I attended the 89th meeting of the Copy Protection Technology Working Group at the Sheraton Gateway Hotel at LAX on June 2. This was the least interesting meeting of CPTWG that I have attended so far. The meeting was only one hour long. Most of the time was spent doing introductions and scheduling later meetings. Attendance is down. They have increased the cost of the meeting to non-MPAA members to compensate.
The most interesting section is usually the Regulatory and Legislative Update. This time there were only two brief items.
The Family Entertainment and Copyright Act is now law.
The FCC lost the Broadcast Flag case. MPAA is now lobbying Congress. There was very little discussion about this very important topic.
I asked about the situation in the French Courts about copy protection being declared illegal. Some of the CPTWG lawyers were aware of the case, but did not understand the details. The companies that are directly involved did not talk about it.

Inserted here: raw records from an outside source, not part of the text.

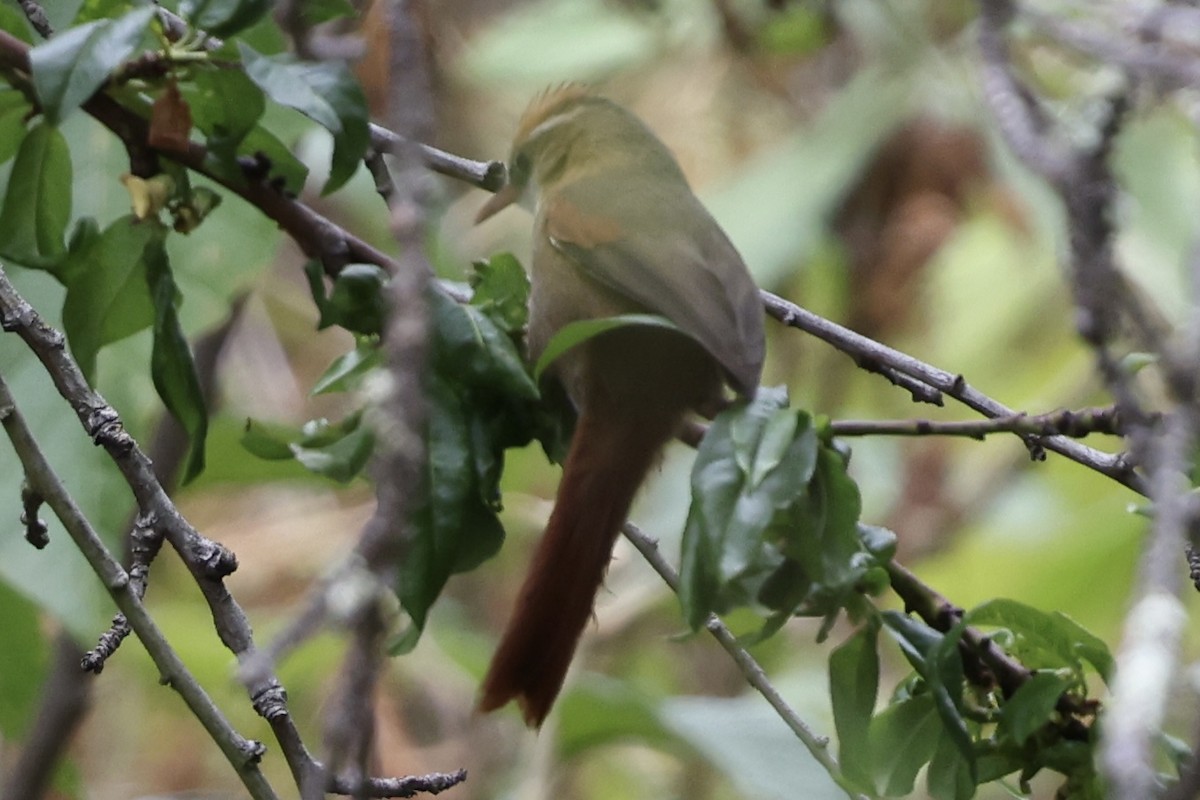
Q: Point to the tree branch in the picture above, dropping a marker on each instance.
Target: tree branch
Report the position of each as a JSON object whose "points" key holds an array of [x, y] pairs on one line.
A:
{"points": [[241, 753]]}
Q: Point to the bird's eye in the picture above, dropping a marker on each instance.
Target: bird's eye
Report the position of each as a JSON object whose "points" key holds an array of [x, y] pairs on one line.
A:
{"points": [[520, 170]]}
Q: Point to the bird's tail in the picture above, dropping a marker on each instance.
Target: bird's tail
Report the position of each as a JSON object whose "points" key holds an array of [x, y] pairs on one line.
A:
{"points": [[609, 458]]}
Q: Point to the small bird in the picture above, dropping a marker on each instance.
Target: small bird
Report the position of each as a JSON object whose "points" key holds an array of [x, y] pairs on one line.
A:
{"points": [[617, 230]]}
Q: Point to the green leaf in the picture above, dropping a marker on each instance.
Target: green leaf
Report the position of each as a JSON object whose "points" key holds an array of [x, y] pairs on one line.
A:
{"points": [[754, 464], [341, 459], [904, 738], [23, 663], [598, 711], [1033, 704], [357, 301], [949, 774], [69, 68], [574, 334], [453, 528], [15, 110], [269, 443], [347, 370], [171, 359], [1044, 641], [501, 289], [37, 202], [747, 741], [323, 11], [472, 347], [226, 106], [325, 92], [853, 687], [223, 18], [935, 656], [108, 296]]}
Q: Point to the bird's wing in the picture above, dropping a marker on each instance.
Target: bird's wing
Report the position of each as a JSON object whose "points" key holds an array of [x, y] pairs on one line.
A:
{"points": [[706, 290]]}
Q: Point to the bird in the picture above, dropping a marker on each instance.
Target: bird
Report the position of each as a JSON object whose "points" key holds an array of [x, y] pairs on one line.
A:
{"points": [[617, 230]]}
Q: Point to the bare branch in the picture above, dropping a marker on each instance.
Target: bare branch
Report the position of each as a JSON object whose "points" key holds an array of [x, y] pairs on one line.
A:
{"points": [[1057, 423], [754, 673], [869, 354], [241, 753]]}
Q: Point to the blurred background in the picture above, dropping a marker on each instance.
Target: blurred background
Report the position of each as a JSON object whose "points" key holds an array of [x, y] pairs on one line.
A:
{"points": [[847, 152]]}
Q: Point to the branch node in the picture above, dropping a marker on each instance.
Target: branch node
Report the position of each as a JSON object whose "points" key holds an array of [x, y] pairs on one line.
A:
{"points": [[94, 660], [271, 702], [36, 531], [215, 559]]}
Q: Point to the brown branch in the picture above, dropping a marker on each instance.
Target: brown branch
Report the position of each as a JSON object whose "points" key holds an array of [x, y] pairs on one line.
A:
{"points": [[873, 355], [241, 753], [1074, 425]]}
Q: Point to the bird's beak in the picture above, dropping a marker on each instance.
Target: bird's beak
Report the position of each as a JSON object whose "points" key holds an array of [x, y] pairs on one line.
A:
{"points": [[508, 194]]}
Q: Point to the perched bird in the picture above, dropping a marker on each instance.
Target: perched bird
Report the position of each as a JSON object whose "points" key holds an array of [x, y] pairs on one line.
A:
{"points": [[617, 230]]}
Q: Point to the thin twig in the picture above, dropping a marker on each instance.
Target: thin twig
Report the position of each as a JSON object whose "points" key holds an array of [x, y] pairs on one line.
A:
{"points": [[754, 673], [868, 353], [241, 753], [1057, 423]]}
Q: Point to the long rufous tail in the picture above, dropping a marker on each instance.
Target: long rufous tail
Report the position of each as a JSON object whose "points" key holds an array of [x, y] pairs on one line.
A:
{"points": [[609, 458]]}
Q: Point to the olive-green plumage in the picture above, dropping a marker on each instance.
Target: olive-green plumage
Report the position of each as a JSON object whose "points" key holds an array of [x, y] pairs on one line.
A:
{"points": [[617, 230]]}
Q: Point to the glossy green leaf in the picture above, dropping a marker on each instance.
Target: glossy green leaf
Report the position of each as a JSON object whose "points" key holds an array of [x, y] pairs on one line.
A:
{"points": [[357, 300], [15, 109], [108, 296], [267, 441], [1033, 704], [949, 774], [223, 18], [904, 738], [23, 663], [172, 366], [325, 92], [580, 331], [323, 11], [336, 450], [935, 656], [37, 202], [748, 743], [598, 711], [454, 529], [853, 687], [1044, 641], [226, 106], [341, 459], [347, 370], [13, 22], [69, 68], [501, 289], [756, 463], [471, 346]]}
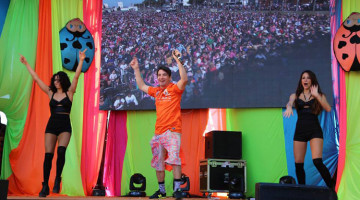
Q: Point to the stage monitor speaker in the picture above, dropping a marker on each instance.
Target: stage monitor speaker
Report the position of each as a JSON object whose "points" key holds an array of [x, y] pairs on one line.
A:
{"points": [[4, 184], [223, 145], [275, 191]]}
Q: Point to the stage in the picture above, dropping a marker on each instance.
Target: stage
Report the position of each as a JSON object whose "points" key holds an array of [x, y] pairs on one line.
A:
{"points": [[97, 198]]}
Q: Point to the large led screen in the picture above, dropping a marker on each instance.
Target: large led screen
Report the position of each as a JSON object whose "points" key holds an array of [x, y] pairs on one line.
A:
{"points": [[236, 55]]}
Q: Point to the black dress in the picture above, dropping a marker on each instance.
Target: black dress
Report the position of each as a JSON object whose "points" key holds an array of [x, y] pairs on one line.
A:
{"points": [[307, 125]]}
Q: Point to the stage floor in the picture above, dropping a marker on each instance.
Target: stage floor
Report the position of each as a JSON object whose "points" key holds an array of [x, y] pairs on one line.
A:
{"points": [[98, 198]]}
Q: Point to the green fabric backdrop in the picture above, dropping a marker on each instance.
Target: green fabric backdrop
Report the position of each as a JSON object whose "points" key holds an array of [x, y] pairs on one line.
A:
{"points": [[349, 186], [19, 36], [141, 128], [263, 143]]}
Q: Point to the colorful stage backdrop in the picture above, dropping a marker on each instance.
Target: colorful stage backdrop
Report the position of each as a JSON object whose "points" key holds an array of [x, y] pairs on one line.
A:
{"points": [[31, 28]]}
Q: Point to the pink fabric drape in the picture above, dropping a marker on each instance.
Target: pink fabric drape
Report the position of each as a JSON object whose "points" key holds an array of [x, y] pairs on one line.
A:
{"points": [[217, 120], [94, 121], [342, 127], [115, 152], [192, 143], [27, 159]]}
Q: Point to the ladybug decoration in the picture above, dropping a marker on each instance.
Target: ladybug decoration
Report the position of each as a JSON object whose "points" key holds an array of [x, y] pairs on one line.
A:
{"points": [[74, 37], [347, 43]]}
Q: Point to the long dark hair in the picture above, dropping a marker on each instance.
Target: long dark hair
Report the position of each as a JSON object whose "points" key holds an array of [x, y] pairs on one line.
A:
{"points": [[64, 82], [316, 107]]}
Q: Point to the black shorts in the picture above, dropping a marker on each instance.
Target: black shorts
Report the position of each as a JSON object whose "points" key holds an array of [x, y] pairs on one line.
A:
{"points": [[305, 136], [58, 123]]}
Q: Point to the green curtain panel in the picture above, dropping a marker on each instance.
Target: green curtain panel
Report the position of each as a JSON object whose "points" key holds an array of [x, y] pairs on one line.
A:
{"points": [[263, 143], [349, 185], [19, 36], [63, 11], [140, 129]]}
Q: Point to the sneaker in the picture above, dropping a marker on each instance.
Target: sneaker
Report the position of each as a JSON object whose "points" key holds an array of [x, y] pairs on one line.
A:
{"points": [[178, 194], [158, 195]]}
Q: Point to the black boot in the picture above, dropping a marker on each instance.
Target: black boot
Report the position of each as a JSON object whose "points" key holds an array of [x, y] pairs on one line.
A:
{"points": [[45, 190], [57, 182]]}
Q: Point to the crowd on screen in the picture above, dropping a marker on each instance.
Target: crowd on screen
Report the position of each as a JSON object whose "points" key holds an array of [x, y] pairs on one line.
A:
{"points": [[209, 40]]}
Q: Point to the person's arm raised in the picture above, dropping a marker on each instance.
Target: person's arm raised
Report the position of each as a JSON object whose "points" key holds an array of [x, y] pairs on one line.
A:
{"points": [[75, 80], [288, 112], [37, 79], [183, 75], [139, 81]]}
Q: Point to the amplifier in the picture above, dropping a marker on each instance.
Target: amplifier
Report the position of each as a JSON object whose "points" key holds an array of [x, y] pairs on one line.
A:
{"points": [[216, 174], [223, 145]]}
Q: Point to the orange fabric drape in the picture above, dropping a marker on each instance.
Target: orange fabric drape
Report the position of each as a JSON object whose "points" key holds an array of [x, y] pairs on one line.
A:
{"points": [[94, 119], [192, 143], [27, 159]]}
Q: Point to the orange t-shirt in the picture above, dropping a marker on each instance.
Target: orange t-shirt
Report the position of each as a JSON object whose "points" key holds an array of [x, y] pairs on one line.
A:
{"points": [[168, 111]]}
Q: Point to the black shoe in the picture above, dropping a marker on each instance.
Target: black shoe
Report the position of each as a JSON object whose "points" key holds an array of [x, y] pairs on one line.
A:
{"points": [[45, 190], [56, 188], [158, 195], [178, 194]]}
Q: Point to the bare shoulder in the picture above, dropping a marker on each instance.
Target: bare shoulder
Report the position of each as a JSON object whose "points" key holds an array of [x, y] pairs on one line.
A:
{"points": [[293, 96]]}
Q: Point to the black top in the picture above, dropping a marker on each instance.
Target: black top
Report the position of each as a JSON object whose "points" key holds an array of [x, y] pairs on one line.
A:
{"points": [[62, 106], [306, 119]]}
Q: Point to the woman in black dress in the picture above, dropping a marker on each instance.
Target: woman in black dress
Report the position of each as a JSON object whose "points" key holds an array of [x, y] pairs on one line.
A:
{"points": [[309, 101], [60, 93]]}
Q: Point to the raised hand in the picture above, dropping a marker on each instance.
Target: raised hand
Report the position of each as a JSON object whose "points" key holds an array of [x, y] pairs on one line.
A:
{"points": [[82, 54], [134, 63], [23, 60], [288, 112], [176, 53], [314, 91]]}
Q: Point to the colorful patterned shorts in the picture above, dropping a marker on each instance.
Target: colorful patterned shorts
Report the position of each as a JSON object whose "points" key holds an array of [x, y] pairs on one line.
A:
{"points": [[165, 149]]}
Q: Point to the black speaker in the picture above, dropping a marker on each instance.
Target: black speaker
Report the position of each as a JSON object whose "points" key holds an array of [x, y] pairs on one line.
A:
{"points": [[223, 145], [4, 184], [275, 191]]}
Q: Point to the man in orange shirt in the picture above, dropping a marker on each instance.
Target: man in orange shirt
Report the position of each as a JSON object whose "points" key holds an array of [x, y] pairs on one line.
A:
{"points": [[167, 139]]}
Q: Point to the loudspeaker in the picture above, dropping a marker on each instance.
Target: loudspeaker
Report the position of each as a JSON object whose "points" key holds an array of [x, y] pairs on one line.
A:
{"points": [[223, 145], [4, 184], [274, 191]]}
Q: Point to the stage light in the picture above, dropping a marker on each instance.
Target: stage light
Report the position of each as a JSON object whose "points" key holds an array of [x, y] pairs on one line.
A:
{"points": [[185, 186], [236, 188], [139, 191], [287, 180]]}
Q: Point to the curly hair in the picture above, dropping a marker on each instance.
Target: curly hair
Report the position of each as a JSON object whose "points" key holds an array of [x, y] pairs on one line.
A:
{"points": [[64, 81], [164, 68], [316, 107]]}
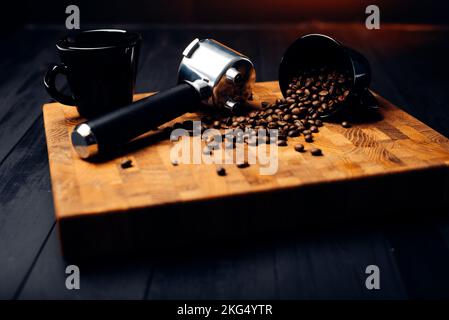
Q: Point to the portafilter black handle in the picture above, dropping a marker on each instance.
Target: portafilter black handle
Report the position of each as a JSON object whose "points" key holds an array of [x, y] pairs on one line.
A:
{"points": [[111, 131]]}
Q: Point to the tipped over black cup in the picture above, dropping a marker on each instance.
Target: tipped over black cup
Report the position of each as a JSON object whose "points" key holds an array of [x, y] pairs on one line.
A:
{"points": [[316, 51]]}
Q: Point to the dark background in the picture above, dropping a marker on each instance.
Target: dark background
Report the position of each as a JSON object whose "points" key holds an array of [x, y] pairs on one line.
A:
{"points": [[15, 13]]}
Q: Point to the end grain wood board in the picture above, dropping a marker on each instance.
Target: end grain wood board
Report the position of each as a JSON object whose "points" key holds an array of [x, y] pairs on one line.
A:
{"points": [[394, 163]]}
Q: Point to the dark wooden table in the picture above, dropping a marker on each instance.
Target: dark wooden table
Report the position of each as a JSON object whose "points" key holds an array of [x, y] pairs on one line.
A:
{"points": [[410, 68]]}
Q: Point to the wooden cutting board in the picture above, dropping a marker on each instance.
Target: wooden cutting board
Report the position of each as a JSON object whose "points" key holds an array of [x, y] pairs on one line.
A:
{"points": [[378, 167]]}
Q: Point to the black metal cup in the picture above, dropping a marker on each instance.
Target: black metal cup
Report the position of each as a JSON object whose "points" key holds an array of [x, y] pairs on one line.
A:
{"points": [[100, 66], [317, 51]]}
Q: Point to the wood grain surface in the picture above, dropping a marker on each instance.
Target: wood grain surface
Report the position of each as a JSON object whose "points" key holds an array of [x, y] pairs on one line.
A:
{"points": [[325, 262], [395, 143]]}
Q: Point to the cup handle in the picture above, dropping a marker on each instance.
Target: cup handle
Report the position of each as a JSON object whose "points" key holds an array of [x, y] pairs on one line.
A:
{"points": [[49, 82]]}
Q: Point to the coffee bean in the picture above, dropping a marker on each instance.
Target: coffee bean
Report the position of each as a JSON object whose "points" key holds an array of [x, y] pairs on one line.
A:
{"points": [[221, 171], [293, 133], [299, 147]]}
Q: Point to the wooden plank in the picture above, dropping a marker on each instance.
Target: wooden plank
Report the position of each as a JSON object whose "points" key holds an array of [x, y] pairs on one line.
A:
{"points": [[23, 66], [112, 279], [314, 264], [81, 188], [26, 208]]}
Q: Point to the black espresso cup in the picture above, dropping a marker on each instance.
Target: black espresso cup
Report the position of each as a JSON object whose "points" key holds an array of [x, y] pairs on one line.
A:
{"points": [[100, 66]]}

There was an announcement about iVDR. It is a new family of removable hard drives. It is intended for use in media systems and cars. It is supported by companies like Sanyo, Sharp, Hitachi, and Pioneer.
SAFIA (Security Architecture for Intelligent Attachment) is a copy protection scheme for iVDR. It depends on a Tamper Resistant Module within the iVDR cartridge. It provides support for Content Usage rules.